Resilient Quantum Key Distribution (QKD)-Integrated Optical Networks With Secret-Key Recovery Strategy

Quantum key distribution (QKD) promises to deliver secure keys, which can be applied for security demands in optical networks by using cost-efficient and scalable lightpaths. To achieve such secure communication, the QKD integrated with optical networks has become a promising scenario to provide key provisioning services in optical networks. As an inevitable problem, the occurrence of failures becomes a challenge for the resiliency of the network. In that context, this paper studies the resilient QKD-integrated optical networks against single link failure. By analyzing and quantifying the key provisioning services, we constructed the secret-key flow model (SKFM) for the failure-affected and failure-unaffected cases. Based on the SKFM, a secret-key recovery strategy (SKRS) including three algorithms (i.e., one-path recovery method (OPRM), multi-path recovery method (MPRM), and time window-based recovery method (TWRM)) is designed to recover failure-affected key provisioning services in the network. The simulation work has been conducted to evaluate the performance of OPRM, MPRM, and TWRM in terms of key-service recovery ratio, secret-key recovery ratio, wavelength consumption ratio, and secret-key consumption ratio.
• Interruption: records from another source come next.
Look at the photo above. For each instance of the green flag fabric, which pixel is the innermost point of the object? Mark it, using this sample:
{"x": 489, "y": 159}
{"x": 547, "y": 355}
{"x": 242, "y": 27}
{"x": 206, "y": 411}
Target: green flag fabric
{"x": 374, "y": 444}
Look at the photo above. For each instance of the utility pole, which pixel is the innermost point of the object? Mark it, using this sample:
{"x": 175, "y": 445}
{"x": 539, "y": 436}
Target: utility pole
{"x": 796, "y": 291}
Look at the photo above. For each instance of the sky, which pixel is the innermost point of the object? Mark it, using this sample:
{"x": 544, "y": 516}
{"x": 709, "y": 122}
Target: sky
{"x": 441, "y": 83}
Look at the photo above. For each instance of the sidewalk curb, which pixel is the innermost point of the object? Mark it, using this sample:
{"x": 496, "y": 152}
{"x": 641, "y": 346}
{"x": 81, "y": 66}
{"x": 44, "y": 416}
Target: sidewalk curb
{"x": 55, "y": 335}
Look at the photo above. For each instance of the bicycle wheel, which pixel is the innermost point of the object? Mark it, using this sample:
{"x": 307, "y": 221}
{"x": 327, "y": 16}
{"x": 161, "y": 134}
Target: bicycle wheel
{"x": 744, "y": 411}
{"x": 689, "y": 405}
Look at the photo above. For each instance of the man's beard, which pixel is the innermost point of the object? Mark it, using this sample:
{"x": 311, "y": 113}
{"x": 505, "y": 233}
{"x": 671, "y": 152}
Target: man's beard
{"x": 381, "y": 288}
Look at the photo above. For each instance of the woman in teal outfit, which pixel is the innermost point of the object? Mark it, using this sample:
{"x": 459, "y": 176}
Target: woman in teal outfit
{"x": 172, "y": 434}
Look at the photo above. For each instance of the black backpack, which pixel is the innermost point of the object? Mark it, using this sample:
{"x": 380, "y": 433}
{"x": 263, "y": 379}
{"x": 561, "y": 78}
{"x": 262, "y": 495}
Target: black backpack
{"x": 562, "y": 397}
Numerical results show that the three algorithms can recover failure-affected key provisioning services effectively, i.e., the MPRM outperforms the OPRM and the TWRM outperforms the MPRM. Better recovery can be realized by sacrificing more wavelength and secret-key resources, which are also required for the delivery of the QKD in the network. Thus, a trade-off can be achieved between the recovery of key provisioning services and the delivery of the QKD on wavelength resources and secret-key resources.